(Minghui.org) I am a credit officer who started practicing Falun Dafa in April 2019. Although I began the practice relatively late, my mother was a practitioner who had influenced me since high school. I occasionally read the Fa with her and knew that Dafa was good. But as I grew older and was working, I followed some negative societal trends and developed many bad habits.
At work, I manage billions in credit funds. In early 2018, I purchased a commercial property. A company I had a business relationship with sent me 100,000 yuan ($13, 667) as a “congratulatory gift,” which I accepted. When the Chinese New Year came weeks later, they sent me another 100,000 yuan, which I also accepted.

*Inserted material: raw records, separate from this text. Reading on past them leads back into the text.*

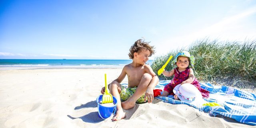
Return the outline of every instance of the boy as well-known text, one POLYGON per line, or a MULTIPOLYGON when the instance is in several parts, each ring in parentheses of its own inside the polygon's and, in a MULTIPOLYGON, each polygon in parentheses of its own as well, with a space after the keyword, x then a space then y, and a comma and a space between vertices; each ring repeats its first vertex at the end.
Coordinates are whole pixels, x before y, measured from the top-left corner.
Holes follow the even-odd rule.
MULTIPOLYGON (((152 68, 146 63, 148 57, 154 54, 154 46, 142 39, 137 40, 132 46, 129 53, 129 58, 132 62, 124 66, 118 77, 108 84, 110 93, 117 99, 116 113, 112 120, 118 120, 125 117, 123 108, 130 109, 135 103, 142 103, 148 99, 148 103, 154 99, 153 90, 159 79, 152 68), (128 77, 128 88, 122 86, 120 83, 126 75, 128 77), (121 102, 122 99, 125 101, 121 102)), ((104 94, 105 87, 101 93, 104 94)))

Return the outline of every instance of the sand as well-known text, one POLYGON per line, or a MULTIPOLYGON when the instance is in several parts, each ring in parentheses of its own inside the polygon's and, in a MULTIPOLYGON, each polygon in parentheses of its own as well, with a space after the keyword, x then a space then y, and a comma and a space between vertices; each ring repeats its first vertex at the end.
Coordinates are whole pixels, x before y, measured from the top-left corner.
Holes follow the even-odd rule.
MULTIPOLYGON (((98 116, 96 100, 122 68, 0 69, 0 128, 255 128, 154 99, 125 110, 124 120, 98 116)), ((127 83, 127 77, 123 81, 127 83)))

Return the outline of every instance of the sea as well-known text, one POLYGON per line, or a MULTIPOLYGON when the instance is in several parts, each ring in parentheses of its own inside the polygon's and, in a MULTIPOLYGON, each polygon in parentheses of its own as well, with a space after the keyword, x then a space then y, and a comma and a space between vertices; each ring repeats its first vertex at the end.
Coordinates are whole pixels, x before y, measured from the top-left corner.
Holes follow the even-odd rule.
MULTIPOLYGON (((0 67, 122 68, 132 60, 0 59, 0 67)), ((147 64, 152 64, 149 60, 147 64)))

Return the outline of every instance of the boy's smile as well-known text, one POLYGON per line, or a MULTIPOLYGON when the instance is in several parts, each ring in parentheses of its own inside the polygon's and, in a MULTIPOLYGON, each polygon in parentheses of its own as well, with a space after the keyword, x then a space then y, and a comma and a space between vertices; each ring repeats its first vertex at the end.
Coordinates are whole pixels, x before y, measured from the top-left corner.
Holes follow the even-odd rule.
POLYGON ((146 62, 149 60, 148 56, 150 54, 150 52, 148 50, 144 50, 137 53, 135 56, 135 57, 137 58, 138 63, 144 65, 146 62))

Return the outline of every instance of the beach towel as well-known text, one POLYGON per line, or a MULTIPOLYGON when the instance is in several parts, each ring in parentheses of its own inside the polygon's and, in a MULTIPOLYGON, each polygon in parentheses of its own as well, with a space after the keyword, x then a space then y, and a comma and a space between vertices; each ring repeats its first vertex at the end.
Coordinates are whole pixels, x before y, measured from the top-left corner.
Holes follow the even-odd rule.
MULTIPOLYGON (((155 89, 163 90, 164 86, 170 80, 160 80, 155 89)), ((204 98, 206 102, 216 102, 222 106, 210 107, 195 106, 185 102, 174 100, 173 96, 155 97, 164 102, 172 104, 185 104, 200 111, 216 116, 222 116, 235 119, 238 122, 256 125, 256 95, 227 86, 217 86, 209 83, 200 83, 201 87, 210 92, 210 97, 204 98)))

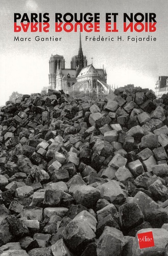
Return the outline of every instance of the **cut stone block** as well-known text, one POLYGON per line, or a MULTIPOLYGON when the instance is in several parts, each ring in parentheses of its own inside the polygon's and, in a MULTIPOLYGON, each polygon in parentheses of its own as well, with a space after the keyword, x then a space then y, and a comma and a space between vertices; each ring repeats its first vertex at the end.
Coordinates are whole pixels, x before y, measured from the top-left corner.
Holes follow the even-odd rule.
POLYGON ((117 181, 108 181, 100 186, 100 189, 102 198, 106 199, 110 203, 121 204, 126 200, 125 194, 117 181))
POLYGON ((124 166, 127 162, 127 159, 119 154, 115 155, 109 163, 108 166, 112 166, 116 170, 120 167, 124 166))
POLYGON ((77 188, 74 197, 77 204, 82 204, 87 208, 93 208, 101 198, 101 194, 94 187, 83 185, 77 188))
POLYGON ((81 254, 86 243, 92 242, 95 235, 83 220, 73 220, 65 227, 63 237, 70 249, 81 254))
POLYGON ((135 195, 133 202, 138 204, 145 217, 149 212, 161 208, 159 204, 141 191, 139 191, 135 195))
POLYGON ((122 251, 123 238, 121 231, 114 227, 105 227, 98 241, 98 256, 120 256, 122 251))
MULTIPOLYGON (((140 147, 141 148, 153 149, 158 146, 158 137, 154 134, 149 134, 142 137, 141 140, 140 147)), ((160 141, 159 140, 160 143, 160 141)))
POLYGON ((117 132, 116 130, 109 131, 104 133, 104 139, 109 142, 116 141, 117 136, 117 132))
POLYGON ((144 220, 143 215, 136 203, 124 204, 119 206, 118 213, 120 224, 125 229, 135 227, 144 220))

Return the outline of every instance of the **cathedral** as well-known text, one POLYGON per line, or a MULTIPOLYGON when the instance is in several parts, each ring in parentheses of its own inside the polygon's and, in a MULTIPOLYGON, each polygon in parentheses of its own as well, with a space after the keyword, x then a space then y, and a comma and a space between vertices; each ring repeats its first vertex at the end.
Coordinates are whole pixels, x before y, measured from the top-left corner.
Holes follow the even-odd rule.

Even though I knew it was wrong, and felt a little uneasy about taking the money, my greed prevailed, and I quickly let go of my guilty feelings.
I began practicing Falun Dafa in early 2019. I soon quit drinking and my other bad habits. I managed to return all the money my clients had previously given me. But my character was tested when I tried to return the 200,000 yuan to that company.
As a cultivator, there was no doubt I should return the money. But how would I explain my reasons for doing so? I was stumped.
One day in 2022, I got 200,000 yuan in cash and made an appointment with the client. Her company had recently been found to have improper professional activity. If I returned the money now, I was afraid she would think I had turned her in. I thought about recording our conversation in case she denied that I had given the money back.
Both she and her assistant attended the meeting. My internal struggle about the situation caused me to be uneasy and nervous. She dominated and “educated” me that I should keep the money. I had no righteous thoughts and looked embarrassed. I didn’t know what to say and did not record her. She left without taking the money.
I couldn’t correct my mistake unless I was thinking righteously—even though I wanted to.
I asked Master Li for help. I needed to overcome the interfering factors to do the right thing.
I made another appointment with the client in September 2023. I sent righteous thoughts on the way there and kept reciting, “Falun Dafa is good, Truthfulness-Compassion-Forbearance is good.”
As soon as we met, I told her, “I am a person of faith, and cannot go against my faith and principles, as I would be unable to live with it on my conscience. I hereby return all the money you sent me earlier.”
The issue that bothered me for years was solved in a few sentences. To protect myself, I didn’t tell her that I practiced Dafa. I also gave up the thought of recording her. I know that as a cultivator, Master is watching over me, and the righteous gods are also protecting me, and as long as I’m doing the right thing, I won’t have any problems. I do not need to use ordinary people’s means to verify anything. The divine beings are my witnesses.
I realized that the closer our cultivation is to the end, the narrower the path becomes and the higher the requirements are. Even slight slacking off might invite interference. In this critical period, we must always keep up our righteous thinking and walk well the path Master has arranged for us.
This is my understanding at my level; please kindly point out anything that is not on the Fa.